Structural Validity Analysis
We performed EFA on group A using maximum likelihood estimation with Promax rotation (154/326, 47.2% of the participants). The KMO value was 0.83, and the Bartlett test was significant (P<.001). Table 3 shows the results of the EFA. EFA suggested a 2-factor solution. After discussion among the team members, we named the factors as follows: factor 1 was AI anxiety and aversion, and factor 2 was AI optimism and acceptance.
We then performed CFA on group B (the remaining 172/326, 52.8% of the participants) using the maximum likelihood estimator method. The 2-factor model suggested by the EFA yielded better goodness-of-fit results (CFI=0.914; RMSEA=0.075; SRMR=0.056) than the 1-factor model (CFI=0.804; RMSEA=0.113; SRMR=0.078). Multimedia Appendix 3 shows the CIs for the RMSEA. Figure 1 shows the path diagram. Therefore, we adopted the 2-factor model.
Factor structure of the Japanese version of the 12-item Attitudes Towards Artificial Intelligence scale (confirmatory factor analysis). Ellipses indicate latent variables (factors). Rectangles indicate observed variables (items). Values on single-headed arrows indicate standardized factor loadings. Values on double-headed arrows indicate correlation coefficients.
Convergent Validity Analysis
We computed the Pearson correlation coefficient between the ATTARI-12 scores and the attitude toward robots scores. The coefficient value was 0.52 (P<.001), which indicated a positive correlation between these 2 scores.
Internal Consistency Reliability Analysis and Descriptive Statistics
Table 4 shows the descriptive statistics with the Cronbach α values. The Cronbach α for all 12 items was 0.84. The Cronbach α values for factors 1 and 2 were 0.80 and 0.76, respectively. These values were above the cutoff (0.70).
Table 5 shows descriptive data and comparison by gender and year group. The comparison analyses did not show any significant differences in ATTARI-12 scores.
Discussion
Principal Findings
In this study, we translated the ATTARI-12, originally developed for the general population, into Japanese in accordance with an international guideline [15] and then validated its structural and convergent validity and internal consistency reliability for medical trainees. Applying this scale in the context of medical trainees in Japan has the potential to stimulate future research and educational interventions. Such initiatives would serve to effectively assess and enhance the integration of AI in clinical practice and the medical education system.

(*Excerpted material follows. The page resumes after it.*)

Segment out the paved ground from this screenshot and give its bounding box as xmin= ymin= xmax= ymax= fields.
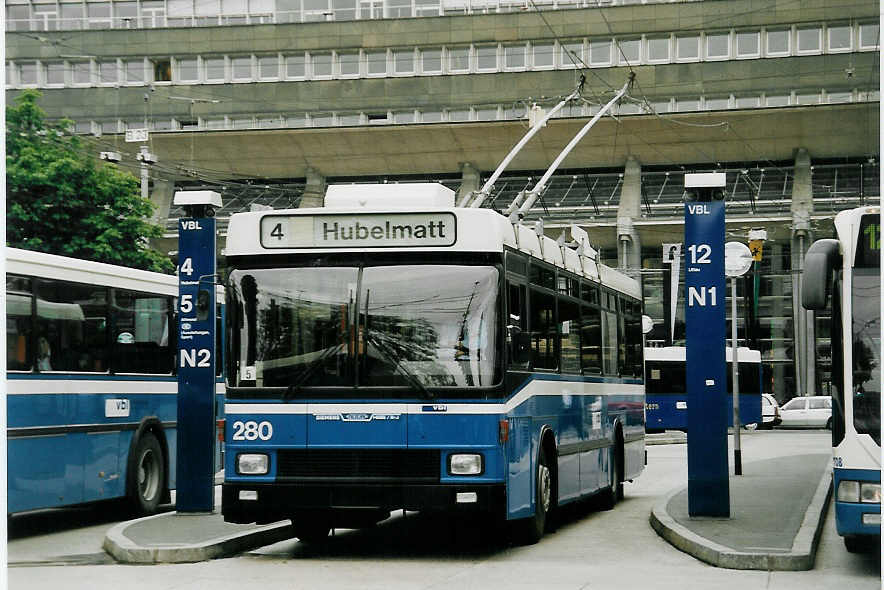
xmin=9 ymin=431 xmax=881 ymax=590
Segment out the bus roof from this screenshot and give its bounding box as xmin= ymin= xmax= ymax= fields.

Our study found that the internal consistency reliability of the J-ATTARI-12 was good. The findings were consistent with those of the original ATTARI-12 developmental study [10]. The original study reported Cronbach α values of 0.93 for a US sample and 0.90 for a German sample [10], which suggested that the ATTARI-12 is likely a helpful measure with good internal consistency reliability across countries.
Factor analysis indicated that the J-ATTARI-12 had a 2-factor structure, in contrast to the original English-language version’s unidimensional structure. The original ATTARI-12 was conceptualized as a unidimensional scale. The original article by Stein et al [10] suggested that the developers intentionally balanced positively and negatively worded items. This design makes it unsurprising that the Japanese version yielded 2 factors corresponding to negative (factor 1: AI anxiety and aversion) and positive (factor 2: AI optimism and acceptance) item valence. Therefore, we should acknowledge that, although 2 factors emerged, they simply reflect positive versus negative wording and that, for the purpose of international comparison, using a total score based on a 1-factor assumption may remain preferable. At the same time, the content of the 2 factors (ie, AI anxiety and aversion vs AI optimism and acceptance) may reflect attitudinal domains that are influenced by broader cultural characteristics, such as uncertainty avoidance, technophilia, or collectivism. To determine whether a 2-factor structure offers conceptual or psychometric advantages beyond a unidimensional model and whether this pattern is observed across different cultural contexts, future cross-cultural validation studies with larger and more diverse samples are required.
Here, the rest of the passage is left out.